Data Recovery from ReiserFS RAID Array?
Ruatha asks: "We've recently had a problem with a ReiserFS RAID-5 array - two of the disks failed and, of course, some of the people using the array didn't have backups of their data...Ontrack have returned the disks because they can do nothing with them due to the FS we used on the array. Does anyone know of a company that can deal with data recovery from a ReiserFS RAID-5 array?"
Simultaneous disk failure is about as rare as winning the lotto while simultaneously having you and your friend on the other side of the planet get struck by lightning - unless there's a common larger problem (e.g. power surge to both drives or something).
As a practical example, 4 or 5 years ago I had large amount of disks attached to some large oracle servers, roughly on the order of 600 or so hard drives in several arrays taking up several racks, all the same manufacturer/model, with a handful of groupings of revision/lot/date.
This set of disks was seeing fairly constant and heavy activity for a few years while I was there. As you can imagine, with 600 disks and the usual MTBF numbers, we quite regularly had disk failure. We kept a few spares onsite and replaced them as they failed, then exchanged the dead drive for a new spare. As I roughly remember it, we probably averaged about one disk failure every 2-3 weeks. Two, perhaps three times, we had a double disk failure during a 24 hour period - but they were never close enough that we didn't have plenty of time to replace the first (and in any case, odds are slim that two failed out of 600 would happen to affect the same data).
Of course, another point back at the original guy with the failed disks - don't use raid 5, chunk out some more money (disks are cheap) and do proper mirroring - and if you stripe use 1+0, not 0+1.
11*43+456^2
This is certainly true, but you should consider the flipside of it. The typical way it works with IT departments is that they are given unfunded mandates right and left. There is no possible way they can do everything with the money they have. What should happen is that some stuff should be taken off their plate. But they rarely have the political pull needed to do that, so what actually happens is that either everything is done poorly or the IT guys work on what they think is important.
So before you go pointing fingers at the IT department's attitude, it would be good to ask, "Did they tell the managment that they needed a way to back up those machines? And did the managers give them the necessary time and funds?"
Every IT person I know with a bad attitude has didn't start that way; they acquired it through years of crappy management.
Next morning we powered everything up, and on all systems where the disks were more than 2.5 years (and the disks had been running for all that time), we lost about 20-25% of the disks. We've been told that it was due to the fact that the disks actually went cold, and the reheating broke the disk platters. On most of the disks you could hear within 2 hours of power up the heads grinding against the platters, since the platters were wobbleing.
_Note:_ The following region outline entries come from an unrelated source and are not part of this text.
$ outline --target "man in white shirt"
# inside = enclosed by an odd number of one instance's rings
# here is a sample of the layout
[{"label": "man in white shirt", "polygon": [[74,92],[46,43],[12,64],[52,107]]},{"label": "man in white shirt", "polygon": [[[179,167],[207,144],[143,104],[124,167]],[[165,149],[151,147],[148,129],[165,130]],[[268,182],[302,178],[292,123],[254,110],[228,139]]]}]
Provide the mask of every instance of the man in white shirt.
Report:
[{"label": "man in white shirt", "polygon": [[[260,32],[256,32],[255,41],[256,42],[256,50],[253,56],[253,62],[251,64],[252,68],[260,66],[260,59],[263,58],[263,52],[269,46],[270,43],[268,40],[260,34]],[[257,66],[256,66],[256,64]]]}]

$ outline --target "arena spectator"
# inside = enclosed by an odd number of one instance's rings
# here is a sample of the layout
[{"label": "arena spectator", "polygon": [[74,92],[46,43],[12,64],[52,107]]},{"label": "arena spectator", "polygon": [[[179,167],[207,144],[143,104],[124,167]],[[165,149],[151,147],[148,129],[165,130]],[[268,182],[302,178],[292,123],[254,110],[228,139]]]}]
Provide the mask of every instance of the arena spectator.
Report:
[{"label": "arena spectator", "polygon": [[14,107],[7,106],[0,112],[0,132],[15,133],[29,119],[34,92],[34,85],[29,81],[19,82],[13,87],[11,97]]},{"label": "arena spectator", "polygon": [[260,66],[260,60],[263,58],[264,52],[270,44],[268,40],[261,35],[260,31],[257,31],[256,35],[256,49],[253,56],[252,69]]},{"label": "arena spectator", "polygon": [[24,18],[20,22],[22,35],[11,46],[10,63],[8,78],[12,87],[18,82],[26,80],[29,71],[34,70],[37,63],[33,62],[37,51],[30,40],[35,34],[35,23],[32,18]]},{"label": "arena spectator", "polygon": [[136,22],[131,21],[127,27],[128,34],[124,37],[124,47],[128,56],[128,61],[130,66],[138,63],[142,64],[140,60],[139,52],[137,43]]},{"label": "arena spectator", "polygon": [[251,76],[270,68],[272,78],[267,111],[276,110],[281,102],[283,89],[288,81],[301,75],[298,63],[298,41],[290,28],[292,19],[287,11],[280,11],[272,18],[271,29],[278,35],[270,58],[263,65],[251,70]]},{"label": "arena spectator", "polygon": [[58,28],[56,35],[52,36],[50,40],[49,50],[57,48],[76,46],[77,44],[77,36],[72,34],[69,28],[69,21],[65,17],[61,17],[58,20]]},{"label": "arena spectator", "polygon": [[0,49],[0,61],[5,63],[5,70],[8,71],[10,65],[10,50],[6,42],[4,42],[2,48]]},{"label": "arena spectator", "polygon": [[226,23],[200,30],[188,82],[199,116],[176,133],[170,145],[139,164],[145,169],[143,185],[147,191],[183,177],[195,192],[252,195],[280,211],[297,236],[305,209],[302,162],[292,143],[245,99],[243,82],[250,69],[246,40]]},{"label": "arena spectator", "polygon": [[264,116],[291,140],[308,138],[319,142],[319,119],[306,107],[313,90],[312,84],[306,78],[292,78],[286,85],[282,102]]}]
As a result more than one system had multiple disk failures, but the backup was good so no problem (except for the deliverytime of 4 hours on the disks).
I just heard a tip from a hardware guy. He says you can "freeze" a drive in a freezer to make it work for that one last spin. You'll have to be fast though and copy the stuff quickly somewhere else. After it warms up again its gone for good.
He told me this since his laptop hard drive went bad a few days ago and he had succesfully used the trick on it, saving all the data one would have thought lost.
According to him this should work on both drives with broken electronics or broken mechanics. He said he has many theories why it works, but has proven none. YMMV.
I work on the design of hardware RAID controllers and the original post is missing a key piece of information -- are the two drives really bad, or were they just marked as bad by the RAID driver? I ask because often (particularly with parallel SCSI drives) you have a bad connection or a bad drive which causes one drive to hang, which makes the RAID set go degraded, but since the bus is still corrupted the next drive it tries to talk to will also appear be bad so the array is marked offline. This happens at least ten times as often as genuine double drive failures. How the RAID software reacts to double drive failures depends upon the author. You should have some kind of log or console printout -- the timestamp of the errors is the tell-tale clue, if the failures happened within a minute or so then you can be pretty sure that only the first failure is real.
First thing's first -- put in a set of scratch drives and see if the bus and HBA is working ok. Test it thoroughly! Then, using a read-only tool like IOMeter, check each of your original data drives individually to see if it can read reliably across the platters (If using NT for this test, do NOT let DiskAdmin write signatures on the drives!!). Hopefully one of the drives will be bad -- if so, set it aside. Perhaps you are certain you know which was the first drive to fail -- remove that one if you know it. Reboot, and see if the array metadata is recognized. If not, concentrate your efforts on fixing the second drive to fail. If there is a gap in time between the first and second drive failures then the data on the first drive to fail is no longer of any use to you as it is out of sync with the other drives.
If you have more details please post them here and I will try to give you more detailed advice.
One other soapbox comment -- people who sell RAID technology should always provide some kind of metadata debugger because, as they say, sh!t happens.